Başta belirteyim: Bu rehber niteliğindeki yazı, tüketimi olumlamak amacıyla yazılmadı. Amaç ne veganlığın kurallarını belirlemek, ne de tüketime teşvik edecek bir liste oluşturmak. Yazının niyeti geçici bir çözüm aramak.
Örneğin, belediyelerin hayvanları sokaklardan ‘temizlemek’ amacıyla kurduğu toplama kamplarını desteklemek mümkün değil, bu konuda hemfikiriz. Yine de bu kampları lağvetmek ya da işlevsiz binalar haline getirmek için yürütülen mücadelenin yanında o süre zarfında orada yaşamak zorunda bırakılan hayvanların sağlığını düşünmek, kampların koşullarını takip etmek, bozuk olanın içinde en doğrusunu yapmak mecburiyetinde kalınabiliyor. Şu anki tüketim şeklimizi de kötünün içinde en iyisini aramak olarak görüyorum.
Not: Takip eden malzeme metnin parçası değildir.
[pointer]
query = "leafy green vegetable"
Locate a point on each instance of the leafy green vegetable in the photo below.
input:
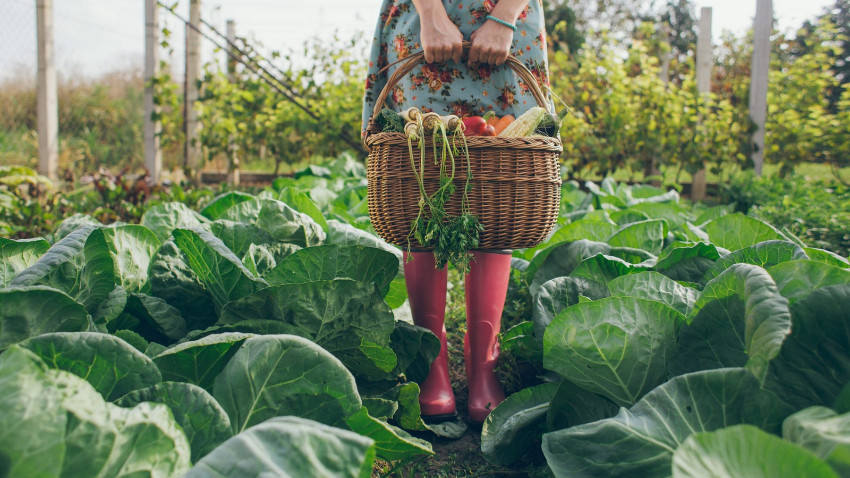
(202, 419)
(640, 441)
(113, 367)
(30, 311)
(744, 450)
(277, 375)
(290, 447)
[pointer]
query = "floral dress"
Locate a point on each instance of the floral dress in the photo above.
(449, 87)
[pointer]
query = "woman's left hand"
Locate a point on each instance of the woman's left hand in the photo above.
(491, 43)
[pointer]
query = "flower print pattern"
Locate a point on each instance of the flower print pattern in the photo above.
(449, 87)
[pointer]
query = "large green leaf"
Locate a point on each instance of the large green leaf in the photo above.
(262, 258)
(813, 364)
(199, 361)
(289, 447)
(218, 269)
(238, 236)
(672, 213)
(764, 254)
(97, 438)
(687, 261)
(174, 281)
(589, 229)
(559, 293)
(740, 320)
(79, 265)
(646, 235)
(572, 405)
(328, 262)
(745, 451)
(202, 419)
(113, 367)
(343, 234)
(288, 225)
(796, 279)
(221, 203)
(277, 375)
(515, 426)
(346, 317)
(827, 257)
(736, 231)
(603, 268)
(158, 321)
(164, 218)
(560, 260)
(132, 247)
(641, 441)
(303, 204)
(32, 426)
(654, 286)
(391, 443)
(71, 224)
(618, 346)
(823, 432)
(16, 256)
(415, 348)
(30, 311)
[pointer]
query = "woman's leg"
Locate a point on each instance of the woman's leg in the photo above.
(426, 291)
(486, 288)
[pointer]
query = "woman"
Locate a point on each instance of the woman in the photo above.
(451, 83)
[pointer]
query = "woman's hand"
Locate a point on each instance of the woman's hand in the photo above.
(441, 39)
(491, 43)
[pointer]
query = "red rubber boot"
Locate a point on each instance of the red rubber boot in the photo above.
(426, 291)
(486, 289)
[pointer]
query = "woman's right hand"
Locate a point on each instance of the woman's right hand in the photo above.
(441, 39)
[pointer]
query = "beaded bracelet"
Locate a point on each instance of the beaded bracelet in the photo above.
(502, 22)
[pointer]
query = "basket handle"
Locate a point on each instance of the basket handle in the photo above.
(413, 60)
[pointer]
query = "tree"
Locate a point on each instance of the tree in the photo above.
(562, 27)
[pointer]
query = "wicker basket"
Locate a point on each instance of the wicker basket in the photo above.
(516, 183)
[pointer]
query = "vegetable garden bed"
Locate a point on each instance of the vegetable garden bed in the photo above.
(266, 334)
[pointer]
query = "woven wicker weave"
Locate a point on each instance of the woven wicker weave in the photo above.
(516, 185)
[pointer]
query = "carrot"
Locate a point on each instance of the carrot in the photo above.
(503, 123)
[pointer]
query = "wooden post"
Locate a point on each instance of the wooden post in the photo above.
(758, 81)
(48, 102)
(704, 61)
(192, 93)
(153, 155)
(233, 170)
(664, 72)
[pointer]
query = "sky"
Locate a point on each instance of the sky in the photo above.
(97, 36)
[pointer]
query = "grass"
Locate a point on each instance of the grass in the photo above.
(814, 171)
(462, 457)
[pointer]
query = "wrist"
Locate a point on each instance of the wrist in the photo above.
(430, 11)
(502, 23)
(509, 11)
Bana kalırsa veganizm, vegan lahmacun yemekten, deriye benzeyen ama deri olmayan ayakkabı giymekten ve ellerimizi sömürüsüz sabunlarla yıkamaktan başka bir şeyi ifade ediyor. Bu yüzden buraya kadar kastî kullanılan "veganlık" kelimesi yerini yazının bu kısmından sonraki bölümlerinde veganizme devretmeli.
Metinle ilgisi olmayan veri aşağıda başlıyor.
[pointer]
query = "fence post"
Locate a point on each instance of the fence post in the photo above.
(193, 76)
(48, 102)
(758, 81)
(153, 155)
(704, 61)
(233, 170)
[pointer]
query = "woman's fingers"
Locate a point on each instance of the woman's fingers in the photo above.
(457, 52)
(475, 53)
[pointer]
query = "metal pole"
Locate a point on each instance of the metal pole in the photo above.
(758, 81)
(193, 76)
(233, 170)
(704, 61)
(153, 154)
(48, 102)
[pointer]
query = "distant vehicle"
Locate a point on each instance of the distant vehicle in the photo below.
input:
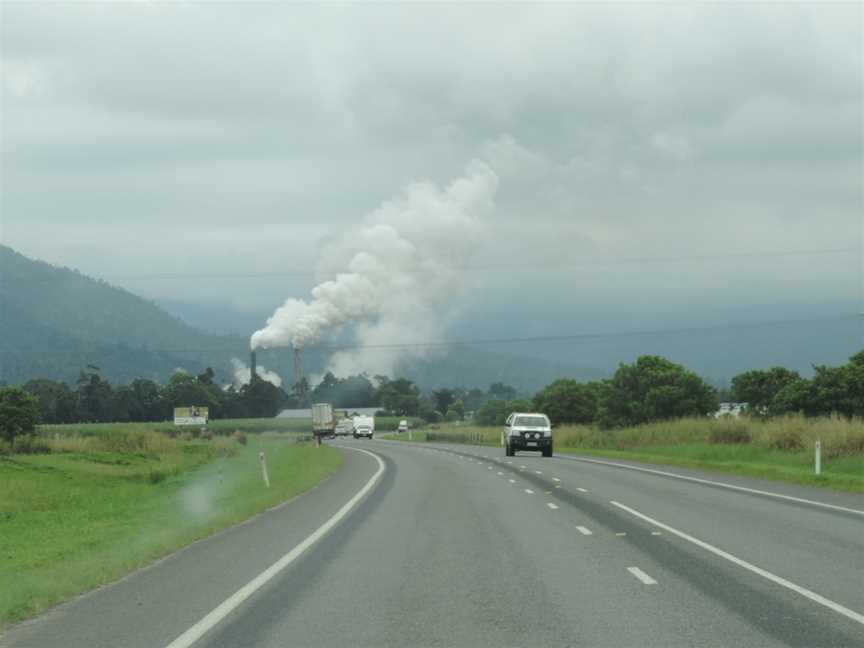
(364, 426)
(323, 423)
(344, 427)
(528, 431)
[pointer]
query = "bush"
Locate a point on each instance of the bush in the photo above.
(19, 413)
(730, 431)
(786, 439)
(155, 476)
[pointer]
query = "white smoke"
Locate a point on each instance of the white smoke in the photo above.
(394, 278)
(243, 374)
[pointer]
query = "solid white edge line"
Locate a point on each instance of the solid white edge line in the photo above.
(645, 578)
(716, 483)
(198, 630)
(803, 591)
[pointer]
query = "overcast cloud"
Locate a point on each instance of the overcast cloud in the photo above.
(239, 138)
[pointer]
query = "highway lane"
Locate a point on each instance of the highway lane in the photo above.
(153, 606)
(465, 550)
(454, 546)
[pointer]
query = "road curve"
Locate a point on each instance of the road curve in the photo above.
(461, 546)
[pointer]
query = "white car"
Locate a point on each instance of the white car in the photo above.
(364, 426)
(345, 427)
(528, 431)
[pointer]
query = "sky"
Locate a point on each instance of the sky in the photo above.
(651, 159)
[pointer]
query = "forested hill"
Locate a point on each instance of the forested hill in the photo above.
(54, 321)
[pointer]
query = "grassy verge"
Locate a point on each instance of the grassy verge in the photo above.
(780, 449)
(90, 511)
(217, 426)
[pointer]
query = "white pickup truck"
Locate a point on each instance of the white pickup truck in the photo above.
(364, 426)
(528, 431)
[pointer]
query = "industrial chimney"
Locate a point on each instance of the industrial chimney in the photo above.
(298, 370)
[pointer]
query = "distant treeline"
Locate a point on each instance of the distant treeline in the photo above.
(655, 389)
(651, 389)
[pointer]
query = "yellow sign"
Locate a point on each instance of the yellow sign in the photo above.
(191, 415)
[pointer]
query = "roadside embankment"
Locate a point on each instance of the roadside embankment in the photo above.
(81, 511)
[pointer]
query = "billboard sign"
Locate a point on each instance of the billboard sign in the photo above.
(191, 415)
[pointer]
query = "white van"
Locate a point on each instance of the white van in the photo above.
(364, 426)
(528, 431)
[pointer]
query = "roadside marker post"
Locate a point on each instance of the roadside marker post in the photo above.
(264, 468)
(818, 457)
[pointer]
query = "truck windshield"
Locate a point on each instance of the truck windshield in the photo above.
(530, 421)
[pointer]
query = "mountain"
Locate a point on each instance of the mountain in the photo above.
(55, 321)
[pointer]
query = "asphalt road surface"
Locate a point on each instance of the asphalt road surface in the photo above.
(433, 545)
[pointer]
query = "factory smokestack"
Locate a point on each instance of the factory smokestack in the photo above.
(298, 370)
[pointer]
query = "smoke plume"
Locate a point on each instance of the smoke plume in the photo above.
(394, 279)
(243, 374)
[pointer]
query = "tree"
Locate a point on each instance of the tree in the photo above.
(495, 412)
(94, 397)
(400, 396)
(569, 401)
(263, 399)
(149, 404)
(19, 413)
(840, 390)
(443, 399)
(653, 389)
(57, 403)
(759, 387)
(797, 396)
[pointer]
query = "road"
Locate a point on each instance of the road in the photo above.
(461, 546)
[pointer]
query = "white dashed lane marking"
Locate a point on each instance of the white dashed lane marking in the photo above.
(642, 576)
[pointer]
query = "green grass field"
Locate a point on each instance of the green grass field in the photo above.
(102, 505)
(780, 449)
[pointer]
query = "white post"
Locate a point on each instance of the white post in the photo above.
(264, 469)
(818, 457)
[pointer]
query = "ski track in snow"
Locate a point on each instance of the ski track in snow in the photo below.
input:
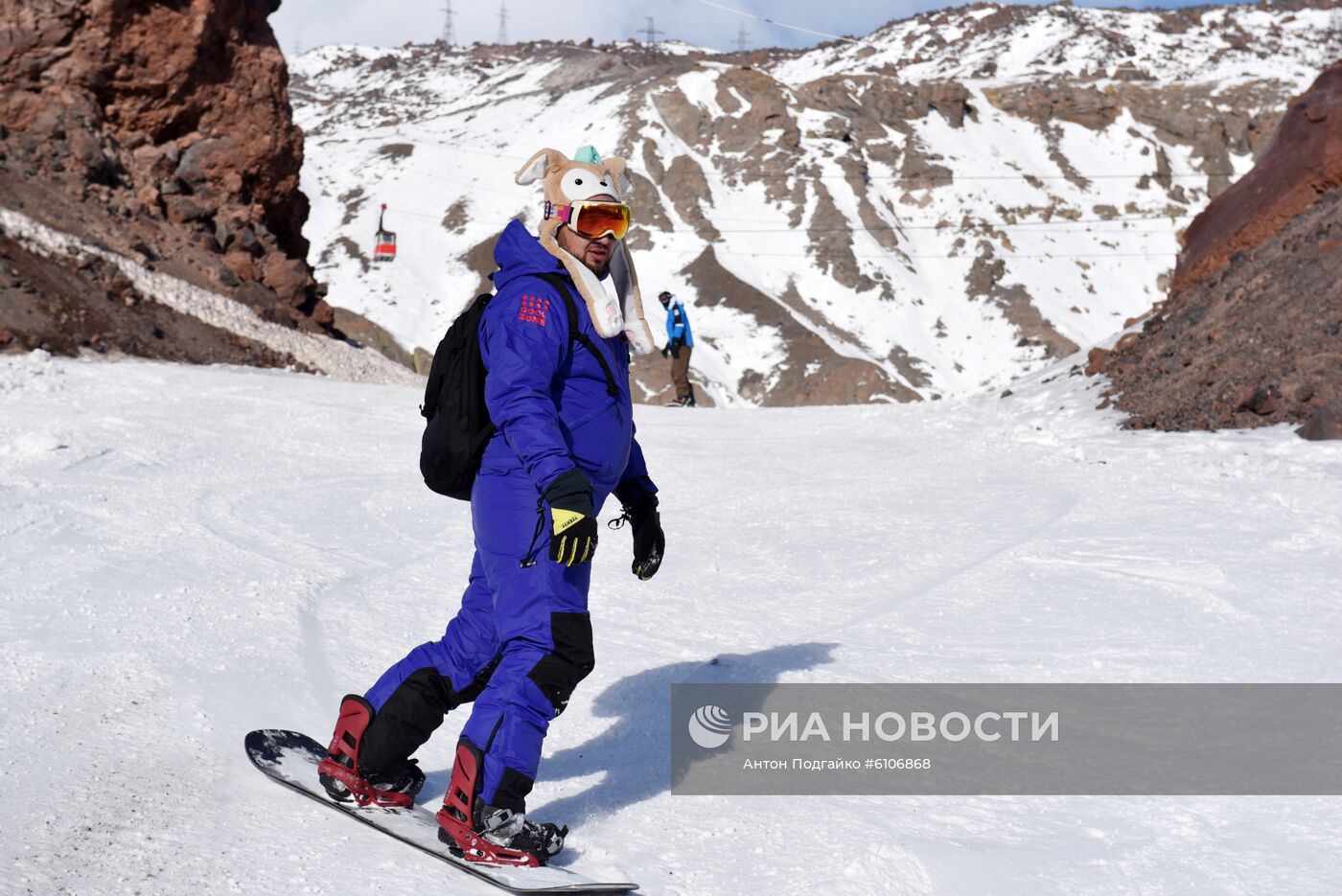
(191, 553)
Veganizm konusunda meşguliyetimizi nasıl doyacağımızdan, yasaklı içecekler listesinden, nasıl sömürüsüz ama şık olacağımızdan bir adım öteye götürmemiz gerek. Vegan çözümler ararken hayvan özgürlüğünü konuşmaktan dahası dert etmekten vazgeçmememiz lazım. Sanırım burada yasal bir uyarıya ihtiyaç var: Veganizm politik bir harekettir ve vegan olmak sizi aktivist yapar.
Tüketim ile ilgili bir çözümü Yeryüzüne Özgürlük’ten Güray Tezcan yazmış: “Atabileceğimiz adımların listesi, büyük market ve mağazalardan alışverişi kesmek, takas pazarlarına, bedava yemek dağıtan projelere güç vermekten, otostop çekmek, araba/otobüs yerine bisiklete binmek, yürümek ve mümkünse bu modern sömürüden koşarak uzaklaşarak her kullanacağımızı/yiyeceğimizi binbir zahmetle kendimiz üreteceğimiz (do-it yourself) parasız ve patronsuz bir kültüre geçiş yapmaya kadar gider.”
Yazının girişine de yol gösteren Veganların Tüketim Kültürü ile İmtihanı isimli yazıyı şöyle noktalanıyor: Sömürü kader değil, kesin bilgi, yayalım.